Cava is the latest name for Spanish bubbly water and was invented after along lasting dispute with the French about the right name for the bubbly water. The Spanish called it for a long time champan, but the French argued that champagne can made only from grapes grown in the Champagne region in France. Nevertheless, Cave is a quiet successful bubbly water and 99% of the production comes from the area around Barcelona.
Sangria is drink made of wine and fruits and usually is made from simple wines. You will find sangria mainly in touristy places prepared for tourists. Spanish prepare sangria for fiestas only and not every day as seen in Mallorca.
The wines around Jerez are very high in alcohol and they produce the famous sherry.

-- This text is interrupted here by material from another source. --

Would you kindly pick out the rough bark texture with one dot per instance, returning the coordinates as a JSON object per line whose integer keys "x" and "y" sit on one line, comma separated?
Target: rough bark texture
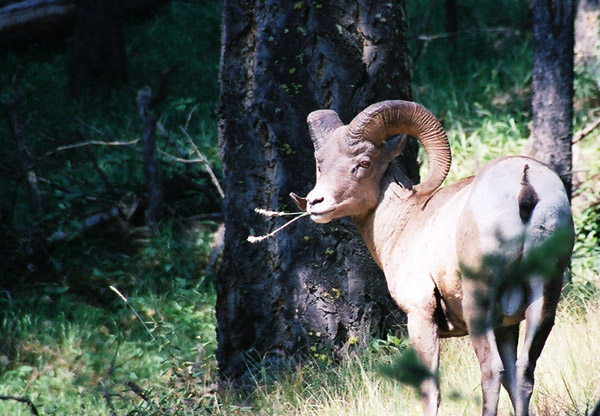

If you would like to have one in a bar you have to order a fino.
Spain is a country with great wine-making traditions: 22% of Europe's wine growing area is located in Spain, however the production is about half of what the French produce. The most famous wines come from Rioja and from Ribera del Duero. The later ones are becoming more and more popular and are slightly more expensive than Rioja wines. White, rose and red wines are produced, but the red wines are certainly the most important ones. Spanish wines are produced with time and they have been in a oak barrel for at least one year (Crianza) and then another two years in a bottle, Reservas are first released after five years and Gran Reservas leave the wine estate after 10 years. Spain has seen a tremendous rise in wine prices over the last decade and Spanish wines are not any more such a bargain as they were one decade before. However you will still find 5, 10 and 20 year old wines for affordable prices.
To order a red wine in a bar you have to ask for a "un tinto por favor", white wine "un blanco por favor" and last not least rose "un rosado por favor".